Chez la plupart des organismes possédant ce système, les espaceurs sont transcrits constitutivement à faible niveau et transformés en petits ARN non codants. En collaboration avec les protéines Cas, codées par des gènes qui sont situés à proximité immédiate des loci CRISPR, les ARN non codants peuvent se lier à l’ADN ou à l’ARN étranger et entraîner leur dégradation [180]. Les loci CRISPR constituent ainsi une mémoire génétique qui permet le rejet ou la dégradation de molécules d’ADN [260]. Lorsqu’une infection par un phage se produit, la transcription des CRISPR est induite [22]. Le système CRISPR qui est composé de séquences hypervariables, confère une immunité contre l’ADN viral et plasmidique.
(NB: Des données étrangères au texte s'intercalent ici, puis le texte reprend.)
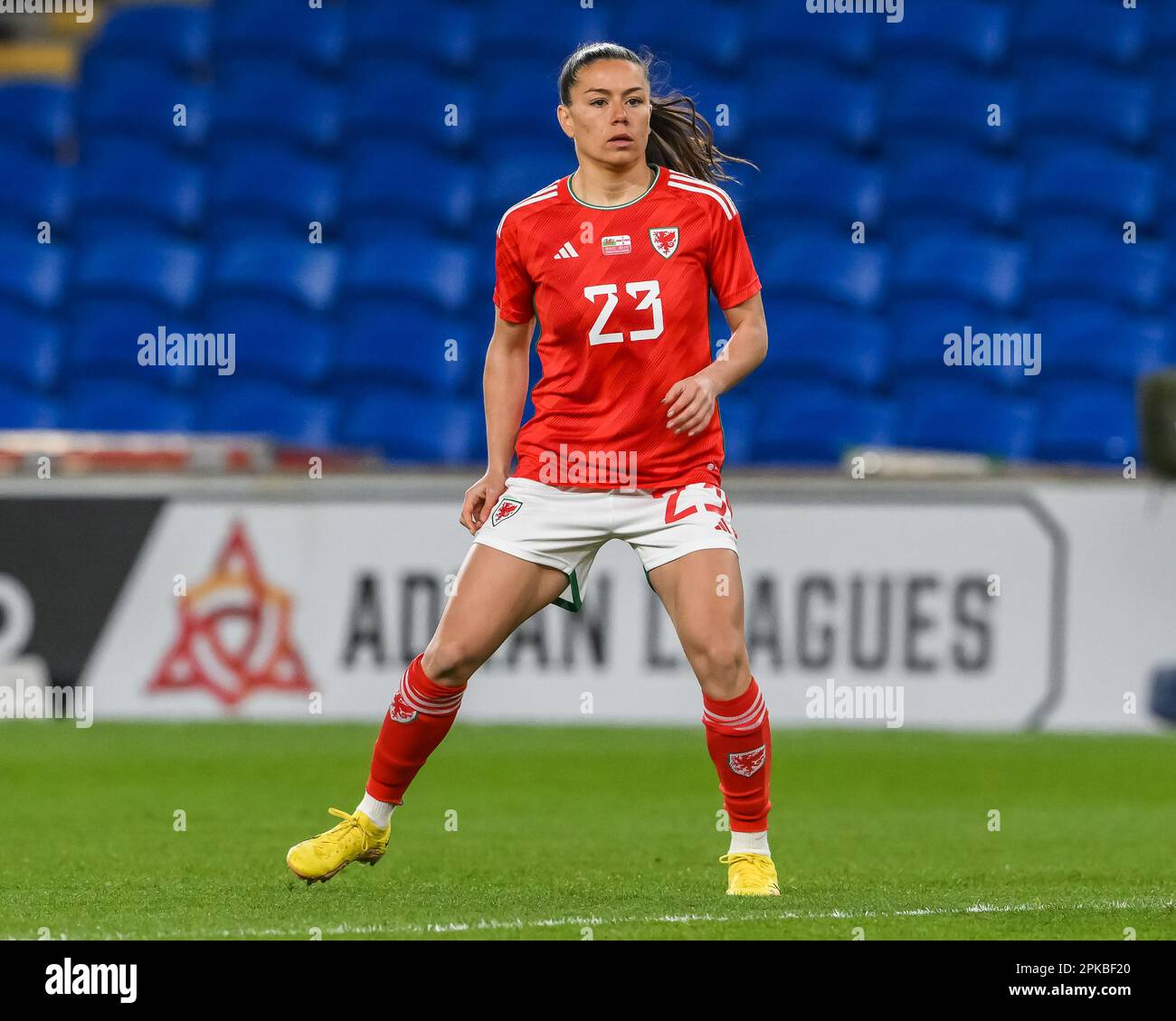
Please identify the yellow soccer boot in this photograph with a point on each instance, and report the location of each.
(356, 839)
(751, 874)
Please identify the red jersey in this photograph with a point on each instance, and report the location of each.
(621, 294)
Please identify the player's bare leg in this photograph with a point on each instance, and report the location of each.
(704, 595)
(493, 594)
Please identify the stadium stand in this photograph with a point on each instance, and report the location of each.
(184, 172)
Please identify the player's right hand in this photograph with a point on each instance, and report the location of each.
(480, 500)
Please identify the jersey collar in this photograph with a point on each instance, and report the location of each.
(653, 184)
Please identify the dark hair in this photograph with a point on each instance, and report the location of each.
(680, 137)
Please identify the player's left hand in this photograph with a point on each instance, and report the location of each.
(692, 402)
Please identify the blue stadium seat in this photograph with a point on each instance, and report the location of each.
(784, 32)
(31, 352)
(312, 35)
(965, 418)
(141, 266)
(697, 30)
(232, 405)
(516, 31)
(38, 116)
(942, 184)
(275, 341)
(138, 184)
(964, 267)
(443, 31)
(948, 106)
(1094, 183)
(1105, 32)
(822, 104)
(816, 186)
(104, 343)
(1088, 422)
(34, 274)
(816, 423)
(1088, 106)
(113, 406)
(517, 100)
(255, 187)
(811, 267)
(278, 269)
(414, 429)
(824, 344)
(411, 265)
(1109, 352)
(1130, 274)
(921, 328)
(411, 101)
(45, 193)
(1162, 34)
(513, 175)
(139, 100)
(275, 100)
(177, 35)
(404, 344)
(23, 410)
(737, 415)
(1165, 118)
(961, 30)
(454, 187)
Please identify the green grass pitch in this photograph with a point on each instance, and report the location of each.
(583, 832)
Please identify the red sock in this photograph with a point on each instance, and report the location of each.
(740, 744)
(420, 715)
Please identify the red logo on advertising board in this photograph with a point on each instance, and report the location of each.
(234, 633)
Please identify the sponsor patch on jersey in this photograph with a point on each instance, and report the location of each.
(616, 245)
(747, 763)
(505, 509)
(665, 240)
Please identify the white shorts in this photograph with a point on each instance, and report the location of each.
(565, 527)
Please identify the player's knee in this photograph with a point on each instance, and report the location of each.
(450, 662)
(722, 668)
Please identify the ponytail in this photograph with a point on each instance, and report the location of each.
(680, 137)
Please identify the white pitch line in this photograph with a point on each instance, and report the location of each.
(435, 928)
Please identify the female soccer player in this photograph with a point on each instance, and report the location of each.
(615, 260)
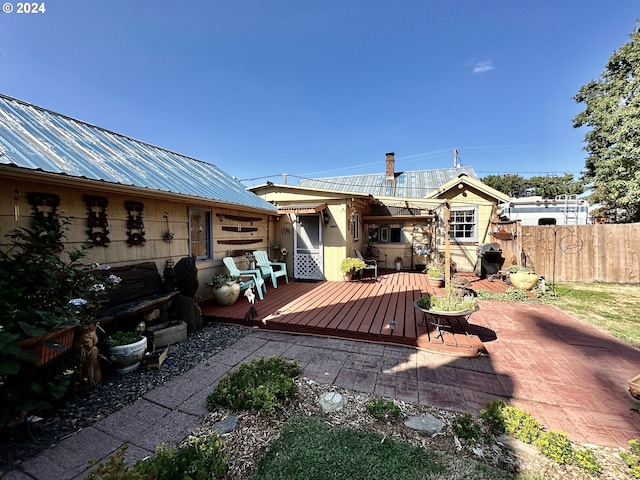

Les protéines du complexe Cas sont impliquées dans l’acquisition de nouveaux espaceurs, dans la transformation des transcrits primaires des CRISPR, voire dans la reconnaissance et la dégradation du matériel génétique étranger. Des loci CRISPR sont présents sur toutes les familles des éléments génétiques mobiles décrits. Ceci suggère fortement que les systèmes CRISPR-Cas sont capables de se transférer horizontalement [22, 203]. L’impact de la présence des loci CRISPR sur des éléments mobiles reste mal compris mais ils pourraient leur conférer un avantage face à l’invasion d’autres éléments [203]. Beaucoup de facteurs de virulence et de facteurs apportant un avantage sélectif aux bactéries sont portés par des éléments génétiques mobiles. En conclusion, les CRISPR pourraient limiter la dissémination de tels facteurs au sein des populations bactériennes [260].